Le Conseil supérieur de la communication (CSC) du Burkina Faso frappe un grand coup. Le régulateur a infligé une amende de 50 millions de FCFA à la filiale locale de Canal+ pour violation de ses obligations contractuelles. Un signal fort envoyé à une multinationale ultra-lucrative, mais de plus en plus contestée sur le continent.
Un empire financier né sur le continent africain
Pour comprendre la portée de cette sanction, il faut rappeler le poids vertigineux de l’opérateur. Lancée le 18 avril 1990 sous le nom de Canal+ Horizons, avant de devenir Canal+ Afrique en 2010, la filiale africaine du groupe français est une véritable machine à cash.
En Afrique francophone, le géant de la télévision par satellite trône sur un empire d’environ 9,7 millions d’abonnés. Un monopole de fait qui génère un revenu annuel astronomique, estimé entre 650 et 700 millions d’euros, soit plus de 400 milliards de FCFA. Une fortune puisée directement dans les poches des consommateurs africains.

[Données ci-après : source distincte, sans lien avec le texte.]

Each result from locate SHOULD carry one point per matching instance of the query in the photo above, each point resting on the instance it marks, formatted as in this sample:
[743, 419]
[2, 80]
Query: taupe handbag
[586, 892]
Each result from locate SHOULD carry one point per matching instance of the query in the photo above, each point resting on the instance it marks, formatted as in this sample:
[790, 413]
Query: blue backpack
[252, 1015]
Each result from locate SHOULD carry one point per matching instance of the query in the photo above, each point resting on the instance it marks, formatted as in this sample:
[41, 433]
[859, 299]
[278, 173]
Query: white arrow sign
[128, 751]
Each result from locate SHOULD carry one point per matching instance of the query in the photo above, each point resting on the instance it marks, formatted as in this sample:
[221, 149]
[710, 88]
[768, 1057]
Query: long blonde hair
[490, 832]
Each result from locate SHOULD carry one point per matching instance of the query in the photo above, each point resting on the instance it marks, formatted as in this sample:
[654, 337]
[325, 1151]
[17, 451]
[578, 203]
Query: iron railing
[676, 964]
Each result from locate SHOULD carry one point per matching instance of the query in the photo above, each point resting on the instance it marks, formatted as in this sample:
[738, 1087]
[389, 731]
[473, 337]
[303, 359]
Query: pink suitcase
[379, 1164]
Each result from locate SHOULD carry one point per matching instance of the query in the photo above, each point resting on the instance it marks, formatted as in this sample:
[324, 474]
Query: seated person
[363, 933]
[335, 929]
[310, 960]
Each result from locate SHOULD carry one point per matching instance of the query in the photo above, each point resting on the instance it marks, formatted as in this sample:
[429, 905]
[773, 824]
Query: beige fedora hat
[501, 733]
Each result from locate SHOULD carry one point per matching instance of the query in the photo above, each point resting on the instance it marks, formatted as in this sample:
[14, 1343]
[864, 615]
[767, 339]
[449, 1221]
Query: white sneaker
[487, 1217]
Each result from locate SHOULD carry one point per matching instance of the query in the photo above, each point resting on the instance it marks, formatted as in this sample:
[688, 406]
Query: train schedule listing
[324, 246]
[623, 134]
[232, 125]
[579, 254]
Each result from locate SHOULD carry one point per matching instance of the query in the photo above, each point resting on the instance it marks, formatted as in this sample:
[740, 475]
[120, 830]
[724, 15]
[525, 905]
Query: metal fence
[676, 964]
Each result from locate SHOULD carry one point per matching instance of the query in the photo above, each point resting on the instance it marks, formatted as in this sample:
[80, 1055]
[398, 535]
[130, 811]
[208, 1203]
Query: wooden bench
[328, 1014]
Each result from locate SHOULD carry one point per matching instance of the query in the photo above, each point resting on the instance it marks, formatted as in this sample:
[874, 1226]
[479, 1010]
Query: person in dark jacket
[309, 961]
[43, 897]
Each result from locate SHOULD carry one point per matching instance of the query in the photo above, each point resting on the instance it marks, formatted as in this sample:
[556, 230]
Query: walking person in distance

Droits des consommateurs bafoués : le cas de la RTB
Pourtant, malgré ces profits colossaux, la filiale burkinabè a choisi de s’affranchir des règles locales. Le CSC a constaté que Canal+ coupait systématiquement l’accès aux chaînes publiques de la Radiodiffusion-Télévision du Burkina (RTB) dès qu’un abonnement arrivait à échéance.
Or, la convention liant l’opérateur à l’État burkinabè est pourtant limpide : la diffusion de la RTB est une obligation légale ininterrompue. Les citoyens doivent y avoir accès en tout temps, contrat actif ou non, afin de garantir le droit fondamental à l’information publique. En ignorant cette clause, Canal+ a commis une violation flagrante de ses engagements.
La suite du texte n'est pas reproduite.